In any geometric series, the term "common ratio" is used to describe the factor that each term is multiplied by to get the next term.
This value is crucial because it defines the growth or decay rate of the sequence. If the common ratio, denoted as \( r \), is greater than 1, the series will grow. If it is between 0 and 1, the series will shrink. For negative values, like in our example with \( r = -3 \), the series alternates between positive and negative values.
Calculating the common ratio involves comparing two consecutive terms of the sequence:

• If you know two terms, such as \( a_1 \) and \( a_2 \), find \( r \) by dividing \( a_2 \) by \( a_1 \).
• This verifies if there's consistency across the entire sequence.

The "sum of terms" in a geometric series refers to the total of the first \( n \) terms.
This sum can be calculated using a particular formula that depends on the first term, the common ratio, and the number of terms. The formula is:

• \( S_n = a_1 \frac{1-r^n}{1-r} \),

where:

• \( S_n \) is the sum of the first \( n \) terms,
• \( a_1 \) is the first term,
• \( r \) is the common ratio,
• \( n \) is the number of terms.

To find the sum, substitute the given values and solve the equation. For example, in our exercise, using the formula we've shown how to calculate the sum of the first 6 terms: \( S_6 = -182 \).
This sum provides insight into the behavior of the series over a set period.

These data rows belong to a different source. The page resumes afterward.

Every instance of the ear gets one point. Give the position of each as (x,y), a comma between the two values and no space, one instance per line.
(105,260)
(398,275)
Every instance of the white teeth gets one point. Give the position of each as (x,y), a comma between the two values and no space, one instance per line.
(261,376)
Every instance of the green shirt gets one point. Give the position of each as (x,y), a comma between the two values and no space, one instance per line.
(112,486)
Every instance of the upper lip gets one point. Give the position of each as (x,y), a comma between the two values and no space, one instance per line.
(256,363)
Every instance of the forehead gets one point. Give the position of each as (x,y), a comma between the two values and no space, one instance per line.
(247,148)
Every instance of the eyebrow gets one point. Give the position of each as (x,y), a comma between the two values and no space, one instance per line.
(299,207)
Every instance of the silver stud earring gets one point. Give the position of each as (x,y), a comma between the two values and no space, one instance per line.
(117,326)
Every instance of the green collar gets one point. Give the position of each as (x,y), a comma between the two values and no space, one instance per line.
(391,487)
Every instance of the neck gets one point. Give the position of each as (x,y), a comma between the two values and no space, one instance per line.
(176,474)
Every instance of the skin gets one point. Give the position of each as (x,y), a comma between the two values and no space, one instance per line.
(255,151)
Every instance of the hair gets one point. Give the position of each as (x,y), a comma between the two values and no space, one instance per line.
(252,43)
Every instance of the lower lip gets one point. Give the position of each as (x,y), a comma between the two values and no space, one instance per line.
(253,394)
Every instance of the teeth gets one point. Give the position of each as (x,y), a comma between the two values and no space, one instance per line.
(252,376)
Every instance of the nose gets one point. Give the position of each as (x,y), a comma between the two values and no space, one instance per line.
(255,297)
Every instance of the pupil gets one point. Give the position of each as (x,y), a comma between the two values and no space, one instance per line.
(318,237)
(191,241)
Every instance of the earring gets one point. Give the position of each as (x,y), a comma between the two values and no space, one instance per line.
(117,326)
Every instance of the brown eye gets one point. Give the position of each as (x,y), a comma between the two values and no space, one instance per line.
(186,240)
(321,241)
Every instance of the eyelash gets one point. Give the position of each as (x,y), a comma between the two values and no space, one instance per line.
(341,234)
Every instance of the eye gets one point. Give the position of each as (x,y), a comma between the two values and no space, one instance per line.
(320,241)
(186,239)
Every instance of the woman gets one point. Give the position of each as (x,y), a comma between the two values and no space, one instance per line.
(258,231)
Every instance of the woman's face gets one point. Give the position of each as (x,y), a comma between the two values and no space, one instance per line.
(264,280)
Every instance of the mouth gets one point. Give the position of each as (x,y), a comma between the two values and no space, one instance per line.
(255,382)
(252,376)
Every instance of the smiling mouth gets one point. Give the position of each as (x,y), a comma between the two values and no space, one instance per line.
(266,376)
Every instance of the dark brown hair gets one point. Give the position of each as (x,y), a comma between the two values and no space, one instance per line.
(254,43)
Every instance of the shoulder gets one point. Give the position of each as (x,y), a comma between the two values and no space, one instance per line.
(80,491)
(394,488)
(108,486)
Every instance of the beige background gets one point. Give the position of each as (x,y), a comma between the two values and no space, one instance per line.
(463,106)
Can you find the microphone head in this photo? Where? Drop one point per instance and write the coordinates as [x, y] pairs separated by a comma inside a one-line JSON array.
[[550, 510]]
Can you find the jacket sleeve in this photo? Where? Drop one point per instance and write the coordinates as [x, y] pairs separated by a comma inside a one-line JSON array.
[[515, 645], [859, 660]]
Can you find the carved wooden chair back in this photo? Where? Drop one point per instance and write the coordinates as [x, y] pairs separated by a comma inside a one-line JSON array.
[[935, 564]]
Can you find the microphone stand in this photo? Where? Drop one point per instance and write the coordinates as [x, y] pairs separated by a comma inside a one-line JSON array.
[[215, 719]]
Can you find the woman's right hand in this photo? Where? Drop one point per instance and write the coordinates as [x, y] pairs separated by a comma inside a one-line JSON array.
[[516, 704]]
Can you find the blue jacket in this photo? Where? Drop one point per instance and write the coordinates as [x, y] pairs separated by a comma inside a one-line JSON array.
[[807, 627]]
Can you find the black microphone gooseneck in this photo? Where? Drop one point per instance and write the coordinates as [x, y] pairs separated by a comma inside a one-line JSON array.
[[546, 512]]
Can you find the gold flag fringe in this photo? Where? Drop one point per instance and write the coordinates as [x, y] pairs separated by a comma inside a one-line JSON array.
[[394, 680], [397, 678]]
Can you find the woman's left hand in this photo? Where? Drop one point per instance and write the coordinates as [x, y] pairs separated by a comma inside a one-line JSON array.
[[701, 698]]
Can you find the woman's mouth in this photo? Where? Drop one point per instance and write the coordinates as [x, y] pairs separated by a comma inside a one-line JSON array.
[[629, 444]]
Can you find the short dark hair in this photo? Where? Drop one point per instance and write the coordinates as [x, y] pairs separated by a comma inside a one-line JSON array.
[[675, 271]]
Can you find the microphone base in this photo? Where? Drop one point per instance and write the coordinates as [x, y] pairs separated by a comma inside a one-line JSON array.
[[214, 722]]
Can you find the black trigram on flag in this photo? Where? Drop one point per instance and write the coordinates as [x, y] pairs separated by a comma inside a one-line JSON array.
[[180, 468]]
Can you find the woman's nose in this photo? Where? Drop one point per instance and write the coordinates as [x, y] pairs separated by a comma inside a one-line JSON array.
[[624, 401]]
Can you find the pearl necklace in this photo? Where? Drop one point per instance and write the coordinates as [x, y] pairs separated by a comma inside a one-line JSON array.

A geometric sequence is a sequence of numbers where each term is found by multiplying the previous term by a constant, known as the common ratio. This defines the progression of the terms.
Key characteristics include:

• The first term, \( a_1 \), is given, initiating the sequence.
• Each subsequent term is the product of the previous term and the common ratio \( r \).

For example, in the sequence where \( a_1 = 1 \) and \( r = -3 \):
The terms generated would be 1, -3, 9, -27, etc.
You can easily spot the pattern by continually multiplying by \( -3 \). This consistent pattern allows for simple prediction and calculation of future terms.

The term formula for a geometric series, also known as the formula for the \( n \)-th term, is used to calculate any term in a geometric sequence without listing all the terms.
It is expressed as:

• \( a_n = a_1 \cdot r^{n-1} \),

where:

• \( a_n \) is the \( n \)-th term,
• \( a_1 \) is the first term,
• \( r \) is the common ratio,
• \( n \) denotes the number of terms.

This formula is crucial for verifying the position of any term within the sequence.
In our example, we used \( a_6 = 1 \cdot (-3)^{5} = -243 \).
This shows that the 6th term is indeed \( -243 \). By utilizing this formula, you can quickly determine any term's value without computing all previous terms.